そういえば、昔親父言ってたっけ。蝶々はお迎えだって。小学校の頃に聞いたその一言を今でも覚えてるってことは、その時の俺はその言葉を本気で信じていたのかもしれない。
お迎えだったら、虫ピンで挿しとくなんてまずいんじゃないの。
「もしかしたら親父の道案内に行ってしまったのかもなあ」
娘は首を傾げる。変なことを言ってしまったかもしれない。けど、確か親父が俺にそれを言った時、俺は今の娘くらいの歳だった。変な感じがして、思わず微笑んでしまう。

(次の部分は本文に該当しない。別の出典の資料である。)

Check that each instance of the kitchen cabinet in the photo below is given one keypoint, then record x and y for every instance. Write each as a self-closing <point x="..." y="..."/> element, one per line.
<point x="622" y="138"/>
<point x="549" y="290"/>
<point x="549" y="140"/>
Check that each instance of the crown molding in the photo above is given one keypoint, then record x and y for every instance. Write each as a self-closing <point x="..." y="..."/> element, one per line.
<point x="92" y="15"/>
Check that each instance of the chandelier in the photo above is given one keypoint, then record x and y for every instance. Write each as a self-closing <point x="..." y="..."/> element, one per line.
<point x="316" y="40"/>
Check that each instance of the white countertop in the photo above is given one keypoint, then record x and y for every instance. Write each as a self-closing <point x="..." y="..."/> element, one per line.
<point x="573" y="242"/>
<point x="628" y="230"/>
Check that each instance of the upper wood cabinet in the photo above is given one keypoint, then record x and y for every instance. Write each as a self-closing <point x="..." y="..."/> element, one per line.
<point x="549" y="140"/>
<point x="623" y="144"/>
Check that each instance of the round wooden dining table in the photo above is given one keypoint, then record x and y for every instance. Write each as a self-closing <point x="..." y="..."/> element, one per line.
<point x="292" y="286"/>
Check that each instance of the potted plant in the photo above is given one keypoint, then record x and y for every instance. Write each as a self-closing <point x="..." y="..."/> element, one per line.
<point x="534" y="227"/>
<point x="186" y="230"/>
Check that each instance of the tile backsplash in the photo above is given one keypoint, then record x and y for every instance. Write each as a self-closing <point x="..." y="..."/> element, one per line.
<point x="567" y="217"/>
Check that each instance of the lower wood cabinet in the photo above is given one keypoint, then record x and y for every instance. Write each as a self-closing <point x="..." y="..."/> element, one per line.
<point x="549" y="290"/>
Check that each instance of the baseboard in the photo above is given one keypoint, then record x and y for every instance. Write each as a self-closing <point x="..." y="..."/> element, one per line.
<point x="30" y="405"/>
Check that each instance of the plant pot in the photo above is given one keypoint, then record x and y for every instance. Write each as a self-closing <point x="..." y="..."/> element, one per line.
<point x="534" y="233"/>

「――あら、こんな所にいたの。色々話し合うみたいだから、あなたも来てちょうだい」
がらっと開いた後ろの硝子戸から、妻が顔をひょっこり出して言った。
立ち上がる時、娘にじっと見られているのに気付いて、庭の方へと目を向けると指指した。
この庭は、蝶々たちの通り道になっているんだよ。
これも、前に親父が言っていた言葉だ。
自分が思っていたよりも、俺は親父の遊びが好きだったのだろうか。
蝶々の標本、鉱石の標本、世界で始めて作られたポラロイドカメラ、アヒルの子供の剥製、ドームガラスの内に作られた小さな箱庭に、大きな薬瓶に、絵の具のパレットに、虹製造機。
親父が、自分の小さな世界である部屋で、蝶の通る庭で、楽しそうに笑っている姿を今でもはっきりと思い出せる。
病床で過ごした人生の終わりに、夢の中でも子供のように無邪気に遊んでいたのかもしれない。